Ogni volta, grazie al lavoro di Daniele Vicario e Clemente Pernarella, diamo ai ragazzi un tema, o meglio, una suggestione su cui lavorare: quest’anno, per il soggiorno che si è tenuto tra il  9 e l’11 maggio, la suggestione che abbiamo lanciato partiva da alcuni scritti di Italo Calvino e aveva a che fare con La natura del domani – tema amplissimo e affascinante, che abbraccia molti aspetti del rapporto che l’uomo intrattiene con il pianeta, ma che contiene anche un’idea di futuro, di mondi possibili.

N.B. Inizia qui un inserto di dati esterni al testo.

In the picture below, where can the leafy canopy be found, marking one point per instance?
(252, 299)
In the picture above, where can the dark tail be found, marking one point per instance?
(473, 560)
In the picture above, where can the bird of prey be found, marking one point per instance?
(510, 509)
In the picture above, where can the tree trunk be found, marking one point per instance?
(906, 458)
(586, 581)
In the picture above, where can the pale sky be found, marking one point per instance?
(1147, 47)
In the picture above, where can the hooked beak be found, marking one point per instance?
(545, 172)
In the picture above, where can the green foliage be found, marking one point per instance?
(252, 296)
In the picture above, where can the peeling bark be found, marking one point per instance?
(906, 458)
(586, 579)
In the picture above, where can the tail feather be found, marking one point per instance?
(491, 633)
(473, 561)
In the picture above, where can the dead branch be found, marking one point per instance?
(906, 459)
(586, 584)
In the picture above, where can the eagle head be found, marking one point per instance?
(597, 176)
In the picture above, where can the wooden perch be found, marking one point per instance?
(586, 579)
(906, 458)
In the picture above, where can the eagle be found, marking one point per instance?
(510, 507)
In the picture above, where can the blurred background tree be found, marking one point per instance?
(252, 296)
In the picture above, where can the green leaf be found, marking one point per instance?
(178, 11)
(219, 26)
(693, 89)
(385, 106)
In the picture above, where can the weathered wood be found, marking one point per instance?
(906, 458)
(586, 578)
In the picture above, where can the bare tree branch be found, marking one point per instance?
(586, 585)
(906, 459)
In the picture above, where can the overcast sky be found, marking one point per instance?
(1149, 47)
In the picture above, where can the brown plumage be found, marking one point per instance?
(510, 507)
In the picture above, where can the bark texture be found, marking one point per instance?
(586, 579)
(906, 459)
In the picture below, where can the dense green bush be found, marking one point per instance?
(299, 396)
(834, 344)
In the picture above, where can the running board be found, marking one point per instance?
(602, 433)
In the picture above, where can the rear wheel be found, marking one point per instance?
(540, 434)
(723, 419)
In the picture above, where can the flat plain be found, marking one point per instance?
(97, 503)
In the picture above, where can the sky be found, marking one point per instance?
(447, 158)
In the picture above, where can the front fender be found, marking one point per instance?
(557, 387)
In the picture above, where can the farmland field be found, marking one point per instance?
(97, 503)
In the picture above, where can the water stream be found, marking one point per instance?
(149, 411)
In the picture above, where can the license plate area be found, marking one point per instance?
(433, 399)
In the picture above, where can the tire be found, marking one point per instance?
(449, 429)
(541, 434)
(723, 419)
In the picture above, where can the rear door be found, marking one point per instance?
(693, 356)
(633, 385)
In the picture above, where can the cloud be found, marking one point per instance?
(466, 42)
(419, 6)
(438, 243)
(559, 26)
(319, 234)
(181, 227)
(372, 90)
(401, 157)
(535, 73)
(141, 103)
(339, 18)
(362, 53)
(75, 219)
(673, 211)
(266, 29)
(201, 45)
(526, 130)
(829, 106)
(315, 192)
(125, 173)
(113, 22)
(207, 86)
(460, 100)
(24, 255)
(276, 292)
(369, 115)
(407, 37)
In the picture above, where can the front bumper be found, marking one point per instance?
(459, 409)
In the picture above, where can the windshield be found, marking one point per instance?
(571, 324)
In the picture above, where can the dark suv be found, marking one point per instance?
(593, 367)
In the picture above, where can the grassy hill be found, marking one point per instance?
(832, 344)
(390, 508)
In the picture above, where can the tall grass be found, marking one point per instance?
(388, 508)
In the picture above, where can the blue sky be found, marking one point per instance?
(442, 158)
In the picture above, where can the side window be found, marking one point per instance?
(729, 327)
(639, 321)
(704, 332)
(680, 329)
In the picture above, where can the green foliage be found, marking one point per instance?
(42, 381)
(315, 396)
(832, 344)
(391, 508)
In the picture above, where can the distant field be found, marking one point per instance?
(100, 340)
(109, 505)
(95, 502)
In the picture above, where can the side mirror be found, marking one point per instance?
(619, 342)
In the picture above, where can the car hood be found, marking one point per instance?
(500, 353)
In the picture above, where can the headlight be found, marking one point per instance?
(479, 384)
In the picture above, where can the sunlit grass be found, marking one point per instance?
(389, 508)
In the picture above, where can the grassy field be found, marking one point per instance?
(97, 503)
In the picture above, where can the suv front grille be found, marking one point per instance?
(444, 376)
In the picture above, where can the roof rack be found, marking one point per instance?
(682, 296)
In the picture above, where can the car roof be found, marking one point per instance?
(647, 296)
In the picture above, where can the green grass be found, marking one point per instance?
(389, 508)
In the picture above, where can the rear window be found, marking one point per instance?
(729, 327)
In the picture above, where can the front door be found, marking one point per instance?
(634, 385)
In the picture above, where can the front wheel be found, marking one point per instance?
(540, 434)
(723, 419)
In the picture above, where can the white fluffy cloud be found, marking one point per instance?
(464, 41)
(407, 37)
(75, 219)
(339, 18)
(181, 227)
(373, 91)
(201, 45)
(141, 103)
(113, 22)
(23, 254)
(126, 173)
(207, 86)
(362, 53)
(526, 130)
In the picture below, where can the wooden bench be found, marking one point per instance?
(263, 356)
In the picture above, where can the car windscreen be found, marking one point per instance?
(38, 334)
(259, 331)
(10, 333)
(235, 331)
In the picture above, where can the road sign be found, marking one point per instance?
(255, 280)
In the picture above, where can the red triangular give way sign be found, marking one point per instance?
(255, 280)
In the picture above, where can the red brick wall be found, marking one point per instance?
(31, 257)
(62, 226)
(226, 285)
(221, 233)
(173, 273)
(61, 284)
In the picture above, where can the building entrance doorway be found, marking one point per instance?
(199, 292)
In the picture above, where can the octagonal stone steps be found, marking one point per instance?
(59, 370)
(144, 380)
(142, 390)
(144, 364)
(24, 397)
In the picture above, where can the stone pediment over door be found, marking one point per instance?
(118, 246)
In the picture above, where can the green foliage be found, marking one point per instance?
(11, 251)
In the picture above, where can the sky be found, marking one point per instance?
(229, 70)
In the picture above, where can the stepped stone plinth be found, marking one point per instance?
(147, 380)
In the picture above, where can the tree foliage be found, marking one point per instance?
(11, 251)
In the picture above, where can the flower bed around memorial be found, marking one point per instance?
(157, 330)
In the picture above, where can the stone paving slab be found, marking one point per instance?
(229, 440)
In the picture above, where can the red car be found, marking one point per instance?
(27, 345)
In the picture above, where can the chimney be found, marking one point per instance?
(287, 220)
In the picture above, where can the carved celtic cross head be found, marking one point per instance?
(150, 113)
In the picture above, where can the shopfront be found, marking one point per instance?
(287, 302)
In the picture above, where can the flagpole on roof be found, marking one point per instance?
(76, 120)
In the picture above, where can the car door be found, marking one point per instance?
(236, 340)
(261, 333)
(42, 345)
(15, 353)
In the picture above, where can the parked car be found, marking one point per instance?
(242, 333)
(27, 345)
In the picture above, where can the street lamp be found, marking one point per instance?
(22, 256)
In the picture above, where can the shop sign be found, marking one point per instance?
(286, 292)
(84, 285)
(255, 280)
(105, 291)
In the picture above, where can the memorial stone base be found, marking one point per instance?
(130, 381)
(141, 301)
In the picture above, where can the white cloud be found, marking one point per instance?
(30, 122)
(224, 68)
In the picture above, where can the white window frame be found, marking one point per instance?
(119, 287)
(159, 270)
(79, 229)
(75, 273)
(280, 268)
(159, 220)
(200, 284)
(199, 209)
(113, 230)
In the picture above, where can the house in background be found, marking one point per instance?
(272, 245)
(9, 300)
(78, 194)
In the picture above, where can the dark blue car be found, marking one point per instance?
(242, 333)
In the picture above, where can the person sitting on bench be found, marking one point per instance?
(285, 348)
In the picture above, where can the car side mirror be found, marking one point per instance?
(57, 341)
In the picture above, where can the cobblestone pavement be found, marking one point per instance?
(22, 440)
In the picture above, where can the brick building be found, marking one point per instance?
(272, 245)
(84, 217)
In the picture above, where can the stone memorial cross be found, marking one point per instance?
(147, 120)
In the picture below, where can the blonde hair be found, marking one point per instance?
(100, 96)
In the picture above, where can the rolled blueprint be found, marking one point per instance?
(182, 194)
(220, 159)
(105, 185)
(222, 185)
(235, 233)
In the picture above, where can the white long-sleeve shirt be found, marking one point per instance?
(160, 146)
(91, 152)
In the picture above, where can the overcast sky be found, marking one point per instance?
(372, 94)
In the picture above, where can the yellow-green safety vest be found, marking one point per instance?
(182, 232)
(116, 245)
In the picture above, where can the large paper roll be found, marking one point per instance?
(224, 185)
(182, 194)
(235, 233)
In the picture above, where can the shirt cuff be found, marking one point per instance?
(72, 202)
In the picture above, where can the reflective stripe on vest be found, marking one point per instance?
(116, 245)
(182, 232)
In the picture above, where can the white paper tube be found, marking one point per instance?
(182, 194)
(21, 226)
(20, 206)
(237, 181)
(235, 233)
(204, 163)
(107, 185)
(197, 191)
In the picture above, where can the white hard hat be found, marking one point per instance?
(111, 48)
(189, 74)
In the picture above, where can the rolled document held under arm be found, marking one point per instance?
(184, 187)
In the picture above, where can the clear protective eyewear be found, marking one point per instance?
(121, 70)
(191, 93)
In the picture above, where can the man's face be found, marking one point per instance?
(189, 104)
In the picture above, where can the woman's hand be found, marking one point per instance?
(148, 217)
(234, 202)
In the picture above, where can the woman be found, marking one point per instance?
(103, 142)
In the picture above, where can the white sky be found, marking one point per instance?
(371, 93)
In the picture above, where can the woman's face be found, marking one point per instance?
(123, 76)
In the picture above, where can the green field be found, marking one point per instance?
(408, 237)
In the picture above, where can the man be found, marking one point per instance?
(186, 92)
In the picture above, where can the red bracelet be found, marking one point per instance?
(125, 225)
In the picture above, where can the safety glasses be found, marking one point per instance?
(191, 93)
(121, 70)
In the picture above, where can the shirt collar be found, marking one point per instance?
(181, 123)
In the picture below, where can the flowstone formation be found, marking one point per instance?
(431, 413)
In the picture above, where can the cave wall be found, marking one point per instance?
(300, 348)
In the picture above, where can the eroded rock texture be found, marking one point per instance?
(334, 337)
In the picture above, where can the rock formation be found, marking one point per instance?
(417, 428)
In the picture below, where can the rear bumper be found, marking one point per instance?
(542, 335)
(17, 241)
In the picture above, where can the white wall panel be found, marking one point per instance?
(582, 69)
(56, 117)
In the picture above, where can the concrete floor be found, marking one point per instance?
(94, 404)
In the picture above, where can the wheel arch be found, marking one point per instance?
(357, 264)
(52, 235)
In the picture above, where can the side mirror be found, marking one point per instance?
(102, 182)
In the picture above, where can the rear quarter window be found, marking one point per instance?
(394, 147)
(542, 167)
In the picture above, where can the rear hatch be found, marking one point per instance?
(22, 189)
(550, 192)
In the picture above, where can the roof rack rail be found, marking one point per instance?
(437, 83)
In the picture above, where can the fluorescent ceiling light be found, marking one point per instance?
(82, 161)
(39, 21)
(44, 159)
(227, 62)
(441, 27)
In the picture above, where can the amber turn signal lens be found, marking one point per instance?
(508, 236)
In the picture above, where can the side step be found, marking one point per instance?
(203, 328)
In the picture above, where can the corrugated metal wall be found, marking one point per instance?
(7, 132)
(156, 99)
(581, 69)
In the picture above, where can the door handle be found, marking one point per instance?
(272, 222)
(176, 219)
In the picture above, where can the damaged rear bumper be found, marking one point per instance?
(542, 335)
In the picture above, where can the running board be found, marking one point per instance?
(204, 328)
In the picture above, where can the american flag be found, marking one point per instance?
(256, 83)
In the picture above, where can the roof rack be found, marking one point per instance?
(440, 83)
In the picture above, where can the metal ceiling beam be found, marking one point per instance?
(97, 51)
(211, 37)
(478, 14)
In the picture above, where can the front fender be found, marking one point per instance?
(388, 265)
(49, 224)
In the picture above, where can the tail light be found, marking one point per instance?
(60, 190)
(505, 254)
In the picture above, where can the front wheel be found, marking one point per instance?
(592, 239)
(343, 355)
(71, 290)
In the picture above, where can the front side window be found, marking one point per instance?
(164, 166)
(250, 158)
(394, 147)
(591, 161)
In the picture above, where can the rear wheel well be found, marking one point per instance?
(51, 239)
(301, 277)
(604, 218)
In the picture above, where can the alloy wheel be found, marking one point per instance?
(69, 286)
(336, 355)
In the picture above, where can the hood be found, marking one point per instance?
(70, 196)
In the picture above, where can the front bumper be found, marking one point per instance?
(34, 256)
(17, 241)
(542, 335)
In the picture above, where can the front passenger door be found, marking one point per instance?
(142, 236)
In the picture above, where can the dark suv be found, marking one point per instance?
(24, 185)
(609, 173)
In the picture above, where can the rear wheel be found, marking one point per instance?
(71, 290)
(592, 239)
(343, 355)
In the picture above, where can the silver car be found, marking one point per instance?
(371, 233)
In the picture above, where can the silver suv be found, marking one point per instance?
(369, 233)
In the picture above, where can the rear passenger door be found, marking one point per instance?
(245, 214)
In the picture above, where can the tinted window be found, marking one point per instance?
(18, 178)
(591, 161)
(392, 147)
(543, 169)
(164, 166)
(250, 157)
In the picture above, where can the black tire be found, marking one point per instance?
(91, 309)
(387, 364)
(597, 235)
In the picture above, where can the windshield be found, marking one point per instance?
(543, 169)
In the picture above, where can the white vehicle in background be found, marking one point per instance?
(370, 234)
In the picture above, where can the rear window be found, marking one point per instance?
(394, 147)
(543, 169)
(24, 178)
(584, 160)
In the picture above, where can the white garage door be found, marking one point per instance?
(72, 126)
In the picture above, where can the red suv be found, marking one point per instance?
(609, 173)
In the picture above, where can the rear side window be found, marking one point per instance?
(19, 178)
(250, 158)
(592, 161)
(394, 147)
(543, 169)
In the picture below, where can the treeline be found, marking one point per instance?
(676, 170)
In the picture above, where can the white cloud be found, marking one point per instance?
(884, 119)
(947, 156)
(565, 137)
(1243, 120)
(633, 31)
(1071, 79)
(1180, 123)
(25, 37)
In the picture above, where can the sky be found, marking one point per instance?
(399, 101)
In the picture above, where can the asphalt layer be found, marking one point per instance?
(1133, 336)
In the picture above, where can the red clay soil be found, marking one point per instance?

I racconti che seguono sono il frutto di alcune giornate di lavoro intenso ed emozionante: Niccolò Favilli ha seguito la vita e il lavoro di un gruppo di scarriolanti ai tempi della bonifica, ne ha raccontato le sveglie e i viaggi e le fatiche, ma non si è fermato a questo: ha intravisto un domani, che per noi è oggi, in cui ci sono altri scarriolanti che hanno nomi esotici, provengono da luoghi lontani e vivono però della stessa fatica; Francesca Pozzo ha visto una bambina che ha vissuto nel Giardino e lo ha dipinto, e diventando adulta ne ha modificato la forma, perché aveva il potere di piegare il mondo ai propri desideri: ma, ecco, facendolo ha compreso che ogni scelta che facciamo si porta dietro un carico di dolore e di responsabilità; non è il Giardino di Ninfa, quello immaginato da Alice Ferretti: è un giardino che potrebbe essere Ninfa, ma che è invece tutti i giardini dove gli uomini hanno creduto – e credono – di poter giocare a fare Dio piegando la natura ai propri desideri e capricci, senza tenere conto che, prima o poi, la natura si riprende gli spazi che le sono stati tolti; c’è infine un bambino il domani per antonomasia – nell’ultimo racconto, quello di Margherita Maione, ci sono alberi e formiche e un’infanzia spensierata, e c’è un incontro, carico di significato e di bellezza, con un uomo bizzarro che sbuccia un’arancia mentre sta a mollo nel fiume gelido di Ninfa. Chi è, e perché sta lì, sta a voi lettori scoprirlo.

Non mi resta che ringraziare chi, ancora una volta, ha reso possibile e piacevole questa residenza: lo staff della Fondazione Caetani e quello della Scuola Holden.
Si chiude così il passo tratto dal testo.